Stage 1 : Sneezing. I sneeze. Perfectly normal every day sneezes. Annoying but not painful. I sneeze around a dozen times.
Stage 2 : Headache. I get a sinus headache that starts minor but rapidly because very serious. My whole head feels like it is going to explode from the pressure and my sinuses throb with hot intense pain. And I know that is not the worst to come…
Stage 3 : Nausea. Suddenly it feels like everything in my digestive system has turned to concrete. This makes the contents back up into my stomach like a clogged storm drain and hence the nausea. Also, by now my head hurts enough that I am suffering pseudo-heat stroke and that makes me nauseous as well.
But my mother and I both have strong nausea resistance (dunno why) so I don’t throw up, but I do feel pretty damned miserable for an hour and change. And that is just the primary effect.
Who knows what else was going on in my body due to that strong histamine reaction? Maybe that is what has got me feeling all messed up today.
But then there’s…
3. Change in medication
Last Wednesday, when I went to the pharmacy, instead of my usual Januvia (which the gubmint don’t pay for no more), I was given a different drug called Trajenta.
I didn’t think much of it at the time (my default setting is “agreeable”), but when I got home, I looked it up. Turns out, the Wikipedia article is pretty damned sparse.
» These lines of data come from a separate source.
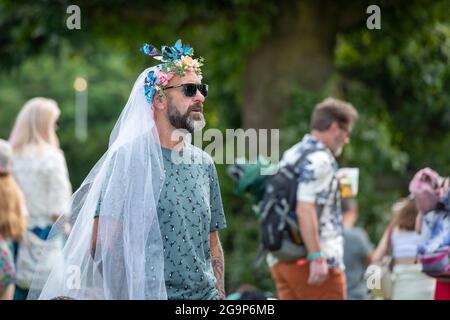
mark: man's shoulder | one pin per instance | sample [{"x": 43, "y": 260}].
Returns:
[{"x": 201, "y": 155}]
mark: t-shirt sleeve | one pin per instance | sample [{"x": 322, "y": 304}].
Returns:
[
  {"x": 316, "y": 173},
  {"x": 366, "y": 246},
  {"x": 218, "y": 221}
]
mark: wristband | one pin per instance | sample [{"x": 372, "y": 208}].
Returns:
[{"x": 314, "y": 256}]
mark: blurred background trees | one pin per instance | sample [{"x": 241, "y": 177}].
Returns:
[{"x": 267, "y": 63}]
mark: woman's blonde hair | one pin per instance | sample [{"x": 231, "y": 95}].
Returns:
[
  {"x": 35, "y": 124},
  {"x": 12, "y": 209}
]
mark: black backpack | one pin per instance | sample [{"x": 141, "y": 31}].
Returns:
[{"x": 279, "y": 229}]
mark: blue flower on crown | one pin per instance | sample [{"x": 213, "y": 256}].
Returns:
[
  {"x": 168, "y": 53},
  {"x": 175, "y": 60}
]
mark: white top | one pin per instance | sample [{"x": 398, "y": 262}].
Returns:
[
  {"x": 404, "y": 244},
  {"x": 43, "y": 177}
]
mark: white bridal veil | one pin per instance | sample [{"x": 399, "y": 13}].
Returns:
[{"x": 123, "y": 190}]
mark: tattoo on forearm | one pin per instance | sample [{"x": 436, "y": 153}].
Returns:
[{"x": 217, "y": 263}]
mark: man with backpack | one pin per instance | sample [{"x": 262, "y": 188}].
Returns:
[{"x": 315, "y": 269}]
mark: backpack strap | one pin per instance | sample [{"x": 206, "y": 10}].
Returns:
[{"x": 295, "y": 165}]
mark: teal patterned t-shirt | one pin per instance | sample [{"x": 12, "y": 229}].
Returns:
[{"x": 190, "y": 207}]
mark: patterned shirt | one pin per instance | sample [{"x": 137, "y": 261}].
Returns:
[
  {"x": 190, "y": 207},
  {"x": 317, "y": 184},
  {"x": 435, "y": 234}
]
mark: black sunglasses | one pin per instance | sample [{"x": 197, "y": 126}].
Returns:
[{"x": 190, "y": 89}]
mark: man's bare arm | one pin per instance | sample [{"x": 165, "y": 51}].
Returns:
[
  {"x": 309, "y": 226},
  {"x": 217, "y": 262}
]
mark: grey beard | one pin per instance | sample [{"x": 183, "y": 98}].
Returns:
[{"x": 185, "y": 121}]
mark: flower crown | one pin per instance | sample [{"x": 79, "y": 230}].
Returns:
[{"x": 175, "y": 60}]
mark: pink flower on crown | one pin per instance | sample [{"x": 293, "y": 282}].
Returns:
[{"x": 163, "y": 78}]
It doesn’t even list contraindications!
So I unfolded the surprisingly huge instruction sheet that came with the boxes of Trajenta (blister packed, how annoying) to get the full story.
And one little factoid jumped out at me : Trajenta is not indicated for and has not been tested upon people using insulin.
Which is especially interesting because this is the med the pharmacist handed to me in the same bag as MY INSULIN. So he sure as hell can’t claim he didn’t know.
So I might have an errand tomorrow after all : dropping by the pharmacy and asking WTF?
Any or all (or none) of these theories may prove to be accurate. Or it might be something else entirely, something I don’t have a clue about because I lack the knowledge.
But I do know one thing.
Making theories makes me feel better.
I will talk to you nice people again tomorrow.